The hand was the sign and license of the Beggars’ Union. All members wore it when they worked.
Realizing he had betrayed himself, the beggar shrugged off his act, straightened his posture, and pushed up the eye bandage. He wasn’t blinded at all, nor was he old. The scar on the leg, that was real, probably self-inflicted, but the cut had never gone deep enough to permanently injure bone or muscle. “What gave me away, sir?” he said with humble politeness. “I’d appreciate advice from a man with so sharp an eye.”
Garett let him go. “The makeup is good,” he answered grudgingly. “And the shadows from the light overhead heightens the general effect of gauntness. But you were too eager for my coin. When you leaned forward, the light shifted, and I saw the faint smudge of kohl you’d used to bring out the cheek bones and deepen the sockets of your eyes.”
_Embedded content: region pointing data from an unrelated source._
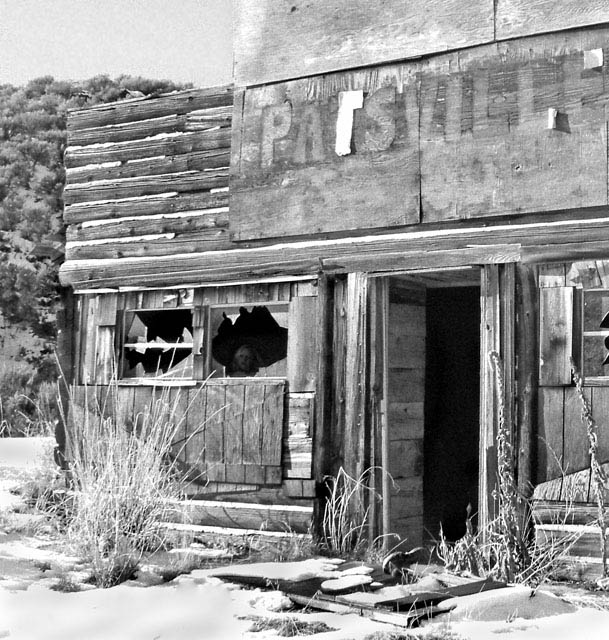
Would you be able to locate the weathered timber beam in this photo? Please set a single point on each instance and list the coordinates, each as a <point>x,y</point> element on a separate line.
<point>406,251</point>
<point>162,244</point>
<point>178,269</point>
<point>179,102</point>
<point>220,117</point>
<point>195,161</point>
<point>172,202</point>
<point>182,223</point>
<point>182,142</point>
<point>146,185</point>
<point>518,18</point>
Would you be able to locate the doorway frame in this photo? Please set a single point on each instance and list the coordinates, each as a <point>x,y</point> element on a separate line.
<point>497,334</point>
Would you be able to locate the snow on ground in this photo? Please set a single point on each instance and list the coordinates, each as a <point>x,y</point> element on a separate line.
<point>199,606</point>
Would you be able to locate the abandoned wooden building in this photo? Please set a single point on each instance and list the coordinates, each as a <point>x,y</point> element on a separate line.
<point>400,191</point>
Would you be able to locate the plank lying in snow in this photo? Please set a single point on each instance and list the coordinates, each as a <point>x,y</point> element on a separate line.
<point>325,603</point>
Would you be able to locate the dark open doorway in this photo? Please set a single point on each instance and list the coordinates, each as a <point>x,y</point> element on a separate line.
<point>451,440</point>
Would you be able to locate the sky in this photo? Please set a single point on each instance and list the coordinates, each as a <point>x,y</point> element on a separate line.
<point>179,40</point>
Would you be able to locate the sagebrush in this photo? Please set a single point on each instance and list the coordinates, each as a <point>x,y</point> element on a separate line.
<point>124,480</point>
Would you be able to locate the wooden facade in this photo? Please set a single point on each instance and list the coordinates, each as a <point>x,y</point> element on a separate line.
<point>423,188</point>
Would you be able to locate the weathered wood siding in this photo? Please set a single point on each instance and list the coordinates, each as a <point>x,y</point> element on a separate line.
<point>149,177</point>
<point>563,459</point>
<point>273,39</point>
<point>249,439</point>
<point>458,136</point>
<point>406,360</point>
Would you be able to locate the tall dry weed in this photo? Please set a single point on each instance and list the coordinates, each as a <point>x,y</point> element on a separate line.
<point>124,481</point>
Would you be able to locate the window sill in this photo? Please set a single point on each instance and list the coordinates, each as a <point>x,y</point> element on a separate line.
<point>596,381</point>
<point>157,382</point>
<point>188,382</point>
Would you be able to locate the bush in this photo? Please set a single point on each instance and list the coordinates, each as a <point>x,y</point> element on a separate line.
<point>28,407</point>
<point>124,482</point>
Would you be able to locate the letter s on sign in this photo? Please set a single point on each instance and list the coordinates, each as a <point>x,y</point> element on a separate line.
<point>276,123</point>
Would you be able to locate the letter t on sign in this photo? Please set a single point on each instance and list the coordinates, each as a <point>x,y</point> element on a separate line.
<point>348,101</point>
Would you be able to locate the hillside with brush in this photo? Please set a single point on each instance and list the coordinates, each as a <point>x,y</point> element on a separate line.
<point>32,143</point>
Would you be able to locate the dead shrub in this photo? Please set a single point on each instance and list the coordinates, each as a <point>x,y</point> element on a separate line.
<point>124,481</point>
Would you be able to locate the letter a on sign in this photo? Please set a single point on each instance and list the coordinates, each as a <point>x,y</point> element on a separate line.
<point>347,102</point>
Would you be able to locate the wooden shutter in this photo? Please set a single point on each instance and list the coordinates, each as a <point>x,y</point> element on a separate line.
<point>239,427</point>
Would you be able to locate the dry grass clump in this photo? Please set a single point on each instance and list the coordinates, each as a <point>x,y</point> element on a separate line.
<point>442,633</point>
<point>599,477</point>
<point>289,627</point>
<point>123,482</point>
<point>503,549</point>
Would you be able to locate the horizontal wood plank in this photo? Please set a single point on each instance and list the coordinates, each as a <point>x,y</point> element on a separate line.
<point>219,117</point>
<point>188,142</point>
<point>413,250</point>
<point>186,181</point>
<point>195,161</point>
<point>517,18</point>
<point>187,222</point>
<point>273,39</point>
<point>145,206</point>
<point>167,244</point>
<point>179,102</point>
<point>249,516</point>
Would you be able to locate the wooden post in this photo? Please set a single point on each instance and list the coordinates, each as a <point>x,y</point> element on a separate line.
<point>386,484</point>
<point>489,341</point>
<point>355,458</point>
<point>526,374</point>
<point>322,435</point>
<point>497,334</point>
<point>356,436</point>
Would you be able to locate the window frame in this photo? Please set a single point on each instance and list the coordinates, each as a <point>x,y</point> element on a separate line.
<point>122,345</point>
<point>581,334</point>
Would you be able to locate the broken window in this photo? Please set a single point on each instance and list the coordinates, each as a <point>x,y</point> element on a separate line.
<point>596,333</point>
<point>249,341</point>
<point>158,343</point>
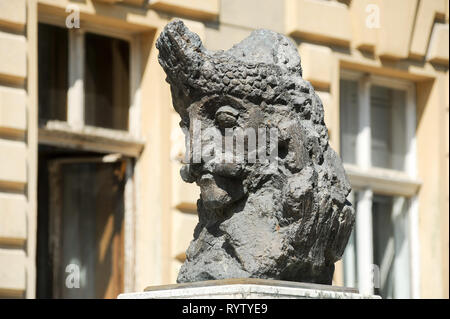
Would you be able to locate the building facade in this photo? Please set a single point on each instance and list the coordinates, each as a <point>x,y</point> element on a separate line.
<point>91,202</point>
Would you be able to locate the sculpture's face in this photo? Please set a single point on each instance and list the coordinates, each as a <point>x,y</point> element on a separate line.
<point>220,179</point>
<point>283,215</point>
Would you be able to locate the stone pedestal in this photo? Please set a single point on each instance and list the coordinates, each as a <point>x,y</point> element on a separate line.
<point>247,289</point>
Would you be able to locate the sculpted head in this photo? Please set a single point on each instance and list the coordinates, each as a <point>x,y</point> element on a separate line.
<point>282,166</point>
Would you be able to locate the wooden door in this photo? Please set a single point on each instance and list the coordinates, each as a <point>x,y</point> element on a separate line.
<point>86,198</point>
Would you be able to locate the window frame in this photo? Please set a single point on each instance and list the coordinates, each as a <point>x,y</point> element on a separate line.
<point>367,180</point>
<point>73,133</point>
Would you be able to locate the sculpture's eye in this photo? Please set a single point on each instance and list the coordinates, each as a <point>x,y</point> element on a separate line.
<point>226,116</point>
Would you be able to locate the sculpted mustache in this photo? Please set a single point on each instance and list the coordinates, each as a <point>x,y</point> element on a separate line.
<point>221,169</point>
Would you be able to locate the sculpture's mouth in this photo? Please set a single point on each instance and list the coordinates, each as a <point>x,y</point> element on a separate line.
<point>219,191</point>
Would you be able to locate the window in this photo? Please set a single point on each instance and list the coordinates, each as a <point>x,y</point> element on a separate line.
<point>107,74</point>
<point>53,61</point>
<point>89,139</point>
<point>85,78</point>
<point>377,144</point>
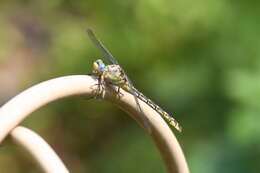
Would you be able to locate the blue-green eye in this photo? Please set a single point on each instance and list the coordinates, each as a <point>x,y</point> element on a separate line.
<point>101,65</point>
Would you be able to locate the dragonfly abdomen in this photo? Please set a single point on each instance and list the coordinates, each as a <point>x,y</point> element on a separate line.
<point>158,109</point>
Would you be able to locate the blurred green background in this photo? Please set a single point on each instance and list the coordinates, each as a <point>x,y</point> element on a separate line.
<point>197,59</point>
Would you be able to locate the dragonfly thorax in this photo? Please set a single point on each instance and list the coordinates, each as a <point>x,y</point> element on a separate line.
<point>98,66</point>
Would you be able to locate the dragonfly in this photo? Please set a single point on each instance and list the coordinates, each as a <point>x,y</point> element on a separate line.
<point>115,75</point>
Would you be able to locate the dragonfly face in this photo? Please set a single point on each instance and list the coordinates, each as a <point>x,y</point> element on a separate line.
<point>99,67</point>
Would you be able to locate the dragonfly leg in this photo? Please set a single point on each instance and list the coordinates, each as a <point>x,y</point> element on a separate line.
<point>99,92</point>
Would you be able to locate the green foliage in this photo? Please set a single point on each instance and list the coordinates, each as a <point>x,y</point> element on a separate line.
<point>197,59</point>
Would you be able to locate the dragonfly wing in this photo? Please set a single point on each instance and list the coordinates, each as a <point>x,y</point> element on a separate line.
<point>99,45</point>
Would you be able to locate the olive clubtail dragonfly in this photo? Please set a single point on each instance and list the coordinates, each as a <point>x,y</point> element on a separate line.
<point>115,75</point>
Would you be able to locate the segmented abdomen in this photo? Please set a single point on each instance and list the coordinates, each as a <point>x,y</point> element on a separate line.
<point>164,114</point>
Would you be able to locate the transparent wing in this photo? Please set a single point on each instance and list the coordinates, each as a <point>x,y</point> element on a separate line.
<point>107,55</point>
<point>99,45</point>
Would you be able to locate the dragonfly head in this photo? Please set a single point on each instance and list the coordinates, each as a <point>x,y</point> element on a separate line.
<point>98,66</point>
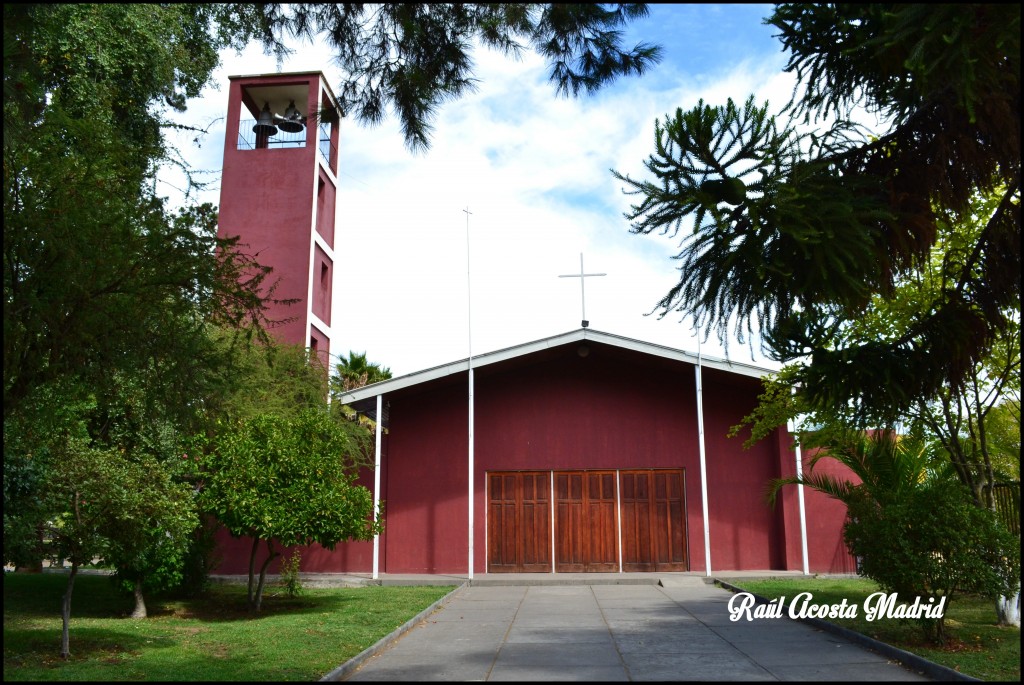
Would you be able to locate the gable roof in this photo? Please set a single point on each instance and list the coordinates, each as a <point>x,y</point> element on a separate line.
<point>360,397</point>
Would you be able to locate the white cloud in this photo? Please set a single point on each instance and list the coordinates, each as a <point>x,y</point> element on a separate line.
<point>534,169</point>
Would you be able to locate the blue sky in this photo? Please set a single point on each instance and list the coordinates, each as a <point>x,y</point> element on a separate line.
<point>534,170</point>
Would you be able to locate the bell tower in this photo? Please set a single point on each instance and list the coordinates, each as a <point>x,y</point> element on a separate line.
<point>279,190</point>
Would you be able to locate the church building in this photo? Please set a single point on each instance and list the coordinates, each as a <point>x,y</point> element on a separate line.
<point>581,453</point>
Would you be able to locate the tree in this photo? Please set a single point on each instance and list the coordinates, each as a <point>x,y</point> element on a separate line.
<point>98,275</point>
<point>796,228</point>
<point>92,258</point>
<point>355,371</point>
<point>288,480</point>
<point>100,506</point>
<point>912,526</point>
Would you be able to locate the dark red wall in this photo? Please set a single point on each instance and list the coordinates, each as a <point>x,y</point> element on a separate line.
<point>613,409</point>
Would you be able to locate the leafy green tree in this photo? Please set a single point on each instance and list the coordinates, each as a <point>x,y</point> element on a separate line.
<point>912,526</point>
<point>414,56</point>
<point>790,226</point>
<point>103,507</point>
<point>290,481</point>
<point>272,378</point>
<point>907,547</point>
The beggar bowed. “Thank you, sir. Now, I must move along to a new spot. This one’s no good, now that you’ve exposed me.” He pulled his bandage back down and drew his crutch under his left arm. Instantly he resumed his role, turning back into an old man again. Garett watched as he hobbled off into the crowd.
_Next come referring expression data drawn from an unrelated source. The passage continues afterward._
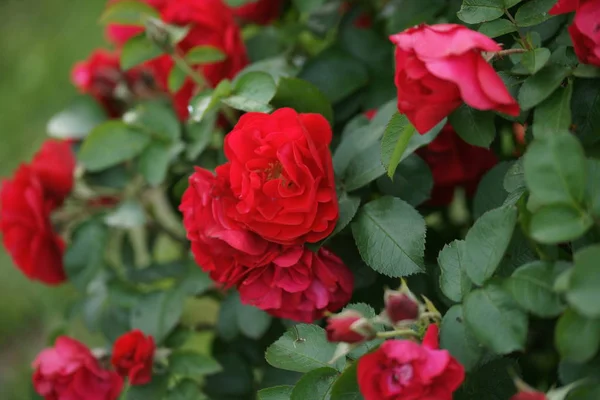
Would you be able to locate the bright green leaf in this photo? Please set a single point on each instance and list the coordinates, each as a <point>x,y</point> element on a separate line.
<point>390,236</point>
<point>303,348</point>
<point>111,143</point>
<point>495,319</point>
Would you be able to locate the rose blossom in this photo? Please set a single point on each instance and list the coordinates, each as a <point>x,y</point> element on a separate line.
<point>349,326</point>
<point>281,175</point>
<point>439,67</point>
<point>133,356</point>
<point>221,246</point>
<point>405,370</point>
<point>299,285</point>
<point>70,371</point>
<point>453,162</point>
<point>585,32</point>
<point>261,12</point>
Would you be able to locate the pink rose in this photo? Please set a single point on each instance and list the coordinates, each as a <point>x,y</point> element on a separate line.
<point>439,67</point>
<point>299,285</point>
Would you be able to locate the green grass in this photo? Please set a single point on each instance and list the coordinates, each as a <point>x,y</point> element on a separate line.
<point>39,42</point>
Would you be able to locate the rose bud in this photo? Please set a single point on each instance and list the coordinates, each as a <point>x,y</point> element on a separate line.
<point>349,326</point>
<point>401,306</point>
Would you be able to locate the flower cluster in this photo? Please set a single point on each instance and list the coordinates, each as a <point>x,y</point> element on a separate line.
<point>27,201</point>
<point>584,30</point>
<point>248,224</point>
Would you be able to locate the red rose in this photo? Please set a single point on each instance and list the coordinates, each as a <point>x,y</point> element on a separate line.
<point>349,326</point>
<point>281,174</point>
<point>439,67</point>
<point>453,162</point>
<point>27,233</point>
<point>585,32</point>
<point>220,245</point>
<point>133,356</point>
<point>259,11</point>
<point>70,371</point>
<point>405,370</point>
<point>529,396</point>
<point>299,285</point>
<point>54,165</point>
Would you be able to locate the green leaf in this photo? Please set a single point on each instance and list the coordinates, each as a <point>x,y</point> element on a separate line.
<point>137,50</point>
<point>535,59</point>
<point>132,13</point>
<point>128,215</point>
<point>82,115</point>
<point>85,256</point>
<point>497,28</point>
<point>532,288</point>
<point>557,223</point>
<point>303,97</point>
<point>157,313</point>
<point>583,292</point>
<point>534,12</point>
<point>458,339</point>
<point>186,390</point>
<point>303,348</point>
<point>553,115</point>
<point>252,92</point>
<point>540,86</point>
<point>555,169</point>
<point>316,384</point>
<point>155,390</point>
<point>487,241</point>
<point>399,141</point>
<point>335,73</point>
<point>205,55</point>
<point>577,338</point>
<point>154,162</point>
<point>192,365</point>
<point>390,236</point>
<point>346,387</point>
<point>364,168</point>
<point>454,281</point>
<point>155,117</point>
<point>474,126</point>
<point>476,11</point>
<point>412,181</point>
<point>276,393</point>
<point>111,143</point>
<point>495,319</point>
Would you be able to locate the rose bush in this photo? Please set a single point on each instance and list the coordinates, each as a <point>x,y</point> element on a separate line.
<point>384,210</point>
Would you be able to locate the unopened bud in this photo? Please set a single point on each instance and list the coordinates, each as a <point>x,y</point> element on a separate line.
<point>349,326</point>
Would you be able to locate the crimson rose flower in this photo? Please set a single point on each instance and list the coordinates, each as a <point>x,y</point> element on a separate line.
<point>529,396</point>
<point>299,285</point>
<point>70,371</point>
<point>453,162</point>
<point>281,175</point>
<point>221,246</point>
<point>585,32</point>
<point>439,67</point>
<point>405,370</point>
<point>259,11</point>
<point>133,355</point>
<point>349,326</point>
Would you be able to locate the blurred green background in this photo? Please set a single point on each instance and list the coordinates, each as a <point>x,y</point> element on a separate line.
<point>39,42</point>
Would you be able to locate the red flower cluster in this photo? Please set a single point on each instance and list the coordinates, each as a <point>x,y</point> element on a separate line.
<point>133,356</point>
<point>26,202</point>
<point>585,29</point>
<point>248,224</point>
<point>211,23</point>
<point>70,371</point>
<point>434,80</point>
<point>405,370</point>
“You just can’t pass up the chance to instruct, can you?”
Garett turned at the sound of Burge’s voice. “Did you find Rudi?” he asked, remembering their purpose in coming here.
“I’ve been all the way to the north end,” his friend answered.
For an instant, they were separated as a group of merrymakers surged between them, singing and laughing. A woman ran her hand over Garett’s chest and batted her eyes at him invitingly, though she clung to the arm of another. Her companion was too involved in the song, though, to notice, and the entire party moved on.
“No sign of the little runt, or Duncan, either,” Burge concluded as they came together again and started up the street to continue their search.
“Let’s check the watch house,” Garett suggested. “Perhaps Rudi has been there. If nothing else, we can alert the patrols in this quarter to keep an eye out for Duncan.”
They headed north up the Strip. The sweet, warm smells that issued from some of the restaurants they passed reminded Garett that he hadn’t eaten. There was no time to stop, though. Instead, he paid a balding street vendor the exorbitant price of two commons for a honey-soaked melon cake the size of his palm. Garett wolfed the heavy pastry down in a couple of bites, and Burge watched disgustedly as he licked the sticky syrup from his fingers. It was hardly a meal, but at least it filled his stomach.
At the far end of the Strip, they turned up a short street and cut over to Ratwater Way. It was but a short distance up that street to the River Quarter watch house. The crowds here were thinner, mostly men who made their living along the river or on the docks, either on their way to, or just returning from the Strip. They were a raw, rough-looking sort, but Garett knew them generally to be good men. In the River Quarter, it was usually the nobles who started trouble with their superior, condescending attitudes and haughty manners.
A standard patrol of five men, led by a junior sergeant, emerged from the doors of the watch house to begin their rounds just as Garett and Burge arrived. The junior sergeant drew up sharply, signaling his men to halt as he executed a crisp salute. “Captain Starlen!” he exclaimed in surprise. “Is this an inspection, sir? Your visit honors us!” Garett did his best to hide a frown. It annoyed him when officers behaved like puppy dogs, licking at his boots, hoping for pats on the head. “Save your flattery, Sergeant,” he answered smoothly. “If you want to impress me, do it with deeds. Find me the seer named Duncan. He’s said to work the streets of the River Quarter. Do you know him?”
The sergeant paled at Garett’s tone, but quickly composed himself. “I know him,” he replied, somewhat offended as he drew back his shoulders and met Garett’s gaze. “He reads fortunes in the throws of the dice.”